The volunteers and first responders

Neighbors step up to make recovery possible


Each morning for nearly two months, West Fulton Street resident Doug O’Grady has made the two-hour drive to Long Beach from Shelter Island, where he has been staying with his wife and two children since Hurricane Sandy. O’Grady drops his kids off at Lindell School, then heads over to the Waldbaum’s parking lot, where he waits by the Geico trailer and organizes a group of volunteers to help residents gut their homes.

“It’s not Breezy [Point] — we’re at the point now where we’re starting to rebuild,” O’Grady explained to a member of the Stony Brook University football team, who contacted him after seeing O’Grady’s request for volunteers on Facebook. “But there are a few places left.”

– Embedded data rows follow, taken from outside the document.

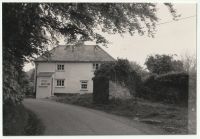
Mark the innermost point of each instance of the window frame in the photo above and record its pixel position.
(60, 67)
(61, 84)
(84, 82)
(44, 85)
(95, 66)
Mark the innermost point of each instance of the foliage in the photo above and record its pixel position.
(161, 64)
(169, 88)
(173, 119)
(17, 120)
(189, 63)
(120, 71)
(139, 69)
(29, 27)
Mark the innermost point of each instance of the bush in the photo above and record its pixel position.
(17, 120)
(120, 71)
(169, 88)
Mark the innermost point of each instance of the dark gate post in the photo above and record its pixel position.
(100, 90)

Days after the storm, O’Grady — a burly 44-year-old trustee of New York City Carpenters Local Union 45 — put the word out that he was assembling teams to help residents gut their flooded homes, and he could barely keep up with the responses, he said.

“It was the kindness of others that motivated me, to the point where I was almost in tears,” O’Grady said, referring to the help he had with his own house, which was flooded by seven feet of water. “We did about six or seven houses that first day. It caught on …”

Since then, he and hundreds of volunteers — fellow carpenters, Mormon missionaries, members of Hofstra University’s equestrian team — have helped roughly 100 residents. “Every day I’d go home and I’d find out a story [on Facebook] — this person needs help because she has cancer, or they’re elderly,” O’Grady said. “… I was focusing on people who couldn’t do for themselves. But then there were people that I did know who were simply overwhelmed.”

Lafayette Terrace resident Bryan Murphy, a real estate broker at Remax Innovations, who was displaced when his home was damaged, said that when he saw his neighbors gutting their homes on their own, he created a Facebook page, Sandy Help LB, to match volunteers with people who needed help.

“It’s kind of like for the hurricane,” Murphy said. “There would be like 70 to 80 people in my parking lot on a Saturday. The only thing I think people need is to get their houses back, because the major thing is that people are displaced.”